"""
Diffuse Self-Shading
====================

Modeling the reduction in diffuse irradiance caused by row-to-row diffuse
shading.
"""

# %%
# The term "self-shading" usually refers to adjacent rows blocking direct
# irradiance and casting shadows on each other. However, the concept also
# applies to diffuse irradiance because rows block a portion of the sky
# dome even when the sun is high in the sky. The irradiance loss fraction
# depends on how tightly the rows are packed and where on the module the
# loss is evaluated -- a point near the top of edge of a module will see
# more of the sky than a point near the bottom edge.
#
# This example uses the approach presented by Passias and Källbäck in [1]_
# and recreates two figures from that paper using
# :py:func:`pvlib.shading.masking_angle_passias` and
# :py:func:`pvlib.shading.sky_diffuse_passias`.
#
# References
# ----------
#  .. [1] D. Passias and B. Källbäck, "Shading effects in rows of solar cell
#     panels", Solar Cells, Volume 11, Pages 281-291.  1984.
#     DOI: 10.1016/0379-6787(84)90017-6

from pvlib import shading, irradiance
import matplotlib.pyplot as plt
import numpy as np

# %%
# First we'll recreate Figure 4, showing how the average masking angle varies
# with array tilt and array packing.

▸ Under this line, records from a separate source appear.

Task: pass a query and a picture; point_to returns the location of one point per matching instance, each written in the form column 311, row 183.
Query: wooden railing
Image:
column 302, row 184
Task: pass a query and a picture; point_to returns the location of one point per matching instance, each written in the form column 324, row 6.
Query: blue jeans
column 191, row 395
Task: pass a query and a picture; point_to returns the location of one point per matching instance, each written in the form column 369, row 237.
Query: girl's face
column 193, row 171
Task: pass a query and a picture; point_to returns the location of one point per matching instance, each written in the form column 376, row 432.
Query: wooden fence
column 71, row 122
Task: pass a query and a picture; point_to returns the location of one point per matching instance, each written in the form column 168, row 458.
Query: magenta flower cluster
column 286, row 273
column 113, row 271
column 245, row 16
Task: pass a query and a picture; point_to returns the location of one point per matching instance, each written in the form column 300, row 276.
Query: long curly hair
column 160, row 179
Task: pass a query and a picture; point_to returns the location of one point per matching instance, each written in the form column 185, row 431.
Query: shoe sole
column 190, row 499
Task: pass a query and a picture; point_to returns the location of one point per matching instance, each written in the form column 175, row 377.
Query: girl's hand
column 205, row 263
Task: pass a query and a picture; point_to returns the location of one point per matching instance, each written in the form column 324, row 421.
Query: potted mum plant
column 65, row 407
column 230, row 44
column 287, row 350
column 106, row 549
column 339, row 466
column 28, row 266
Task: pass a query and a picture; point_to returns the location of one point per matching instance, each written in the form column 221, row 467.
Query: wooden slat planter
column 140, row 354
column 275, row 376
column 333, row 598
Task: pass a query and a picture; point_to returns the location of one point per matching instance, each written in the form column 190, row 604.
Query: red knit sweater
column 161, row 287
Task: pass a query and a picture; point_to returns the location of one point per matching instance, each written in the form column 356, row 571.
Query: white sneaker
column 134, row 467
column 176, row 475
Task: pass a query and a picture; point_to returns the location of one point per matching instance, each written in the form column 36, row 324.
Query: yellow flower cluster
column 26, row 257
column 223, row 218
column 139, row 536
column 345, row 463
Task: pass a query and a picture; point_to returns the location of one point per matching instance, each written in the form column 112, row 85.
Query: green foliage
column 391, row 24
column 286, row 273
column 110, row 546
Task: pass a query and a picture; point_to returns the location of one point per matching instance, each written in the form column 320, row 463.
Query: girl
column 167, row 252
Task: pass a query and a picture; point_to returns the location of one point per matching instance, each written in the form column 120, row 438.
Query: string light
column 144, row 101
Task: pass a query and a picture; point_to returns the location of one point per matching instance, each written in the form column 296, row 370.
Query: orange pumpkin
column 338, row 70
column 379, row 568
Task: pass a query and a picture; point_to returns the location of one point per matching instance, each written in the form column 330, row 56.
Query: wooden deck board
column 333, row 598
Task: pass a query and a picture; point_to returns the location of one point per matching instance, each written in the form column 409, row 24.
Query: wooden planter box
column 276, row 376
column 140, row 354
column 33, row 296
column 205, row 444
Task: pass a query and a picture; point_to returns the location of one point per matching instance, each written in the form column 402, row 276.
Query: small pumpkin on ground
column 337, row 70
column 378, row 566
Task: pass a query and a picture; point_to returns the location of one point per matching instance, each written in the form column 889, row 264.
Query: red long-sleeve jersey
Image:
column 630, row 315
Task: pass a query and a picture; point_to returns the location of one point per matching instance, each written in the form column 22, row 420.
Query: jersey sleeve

The masking angle of a given point on a
# module is the angle from horizontal to the next row's top edge and represents
# the portion of the sky dome blocked by the next row. Because it changes
# from the bottom to the top of a module, the average across the module is
# calculated. In [1]_, ``k`` refers to the ratio of row pitch to row slant
# height (i.e. 1 / GCR).

surface_tilt = np.arange(0, 90, 0.5)

plt.figure()
for k in [1, 1.5, 2, 2.5, 3, 4, 5, 7, 10]:
    gcr = 1/k
    psi = shading.masking_angle_passias(surface_tilt, gcr)
    plt.plot(surface_tilt, psi, label=f'k={k}')

plt.xlabel('Inclination angle [degrees]')
plt.ylabel('Average masking angle [degrees]')
plt.legend()
plt.show()

# %%
# So as the array is packed tighter (decreasing ``k``), the average masking
# angle increases.
#
# Next we'll recreate Figure 5. Note that the y-axis here is the ratio of
# diffuse plane of array irradiance (after accounting for shading) to diffuse
# horizontal irradiance. This means that the deviation from 100% is due to the
# combination of self-shading and the fact that being at a tilt blocks off
# the portion of the sky behind the row. The first effect is modeled with
# :py:func:`pvlib.shading.sky_diffuse_passias` and the second with
# :py:func:`pvlib.irradiance.isotropic`.

plt.figure()
for k in [1, 1.5, 2, 10]:
    gcr = 1/k
    psi = shading.masking_angle_passias(surface_tilt, gcr)
    shading_loss = shading.sky_diffuse_passias(psi)
    transposition_ratio = irradiance.isotropic(surface_tilt, dhi=1.0)
    relative_diffuse = transposition_ratio * (1-shading_loss) * 100  # %
    plt.plot(surface_tilt, relative_diffuse, label=f'k={k}')

plt.xlabel('Inclination angle [degrees]')
plt.ylabel('Relative diffuse irradiance [%]')
plt.ylim(0, 105)
plt.legend()
plt.show()

# %%
# As ``k`` decreases, GCR increases, so self-shading loss increases and
# collected diffuse irradiance decreases.